FasciaFascia has both generalized and specialized functions in the human organism. As such, it is the subject of a wide range of scientific research with many specializations of focus and emphasis. Similarly, fascia and its properties are of central importance to clinicians practicing in various conventional therapies and in the wide range of complementary and alternative medicine (CAM) modalities.

Recent scientific research in the field of the human fasciae has resulted in several significant findings. Combined, the results from these worldwide research activities constitute a body of significant and important data. It is our shared vision that it is time to gather together all the latest and best scientific information about the body’s connective tissue matrix.

The FRC continues to provide a regular collegial settings for the mutual benefit and collaboration of basic scientists, academicians, and professionals engaged in the many clinical practices where fascia is an important consideration.

WHAT IS FASCIA?

Fascia is a term which continues to carry different meanings for various professions and perspectives. Based on the connecting nature of this tissue and the interdisciplinary range of related professionals working with it, the Fascia Nomenclature Committee (FNS) of the Fascia Research Society recommends the following two major usages:

  • A fascia is a sheath, a sheet, or any other dissectible aggregations of connective tissue that forms beneath the skin to attach, enclose, and separate muscles and other internal organs. See "A fascia and the fascial system".
  • The fascial system consists of the three-dimensional continuum of soft, collagen containing, loose and dense fibrous connective tissues that permeate the body. It incorporates elements such as adipose tissue, adventitiae and neurovascular sheaths, aponeuroses, deep and superficial fasciae, epineurium, joint capsules, ligaments, membranes, meninges, myofascial expansions, periostea, retinacula, septa, tendons, visceral fasciae, and all the intramuscular and intermuscular connective tissues including endo-/peri-/epimysium. The fascial system surrounds, interweaves between, and interpenetrates all organs, muscles, bones and nerve fibers, endowing the body with a functional structure, and providing an environment that enables all body systems to operate in an integrated manner. See "Update on fascial nomenclature".

There is a substantial body of research on connective tissue generally focused on specialized genetic and molecular aspects of the extracellular matrix. However, the study of fascia and its function as an organ of support has been largely neglected and overlooked for many years. Since fascia serves both global, generalized functions and local, specialized functions, it is a substrate that crosses several scientific, medical, and therapeutic disciplines, both in conventional and complementary/alternative modalities.
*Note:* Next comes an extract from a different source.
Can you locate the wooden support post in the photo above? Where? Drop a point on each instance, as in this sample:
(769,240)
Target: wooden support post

Among the different kinds of tissues that are involved in musculoskeletal dynamics, fascia has received comparatively little scientific attention. Fascia, or dense fibrous connective tissues, nevertheless potentially plays a major and still poorly understood role in joint stability, in general movement coordination, as well as in back pain and many other pathologies. One reason why fascia has not received adequate scientific attention in the past decades is that this tissue is so pervasive and interconnected that it easily frustrates the common ambition of researchers to divide it into a discrete number of subunits, which can be classified and separately described. In anatomic displays, fascia is generally removed, so the viewer can see the organs nerves and vessels but fails to appreciate the fascia, which connects and separates these structures.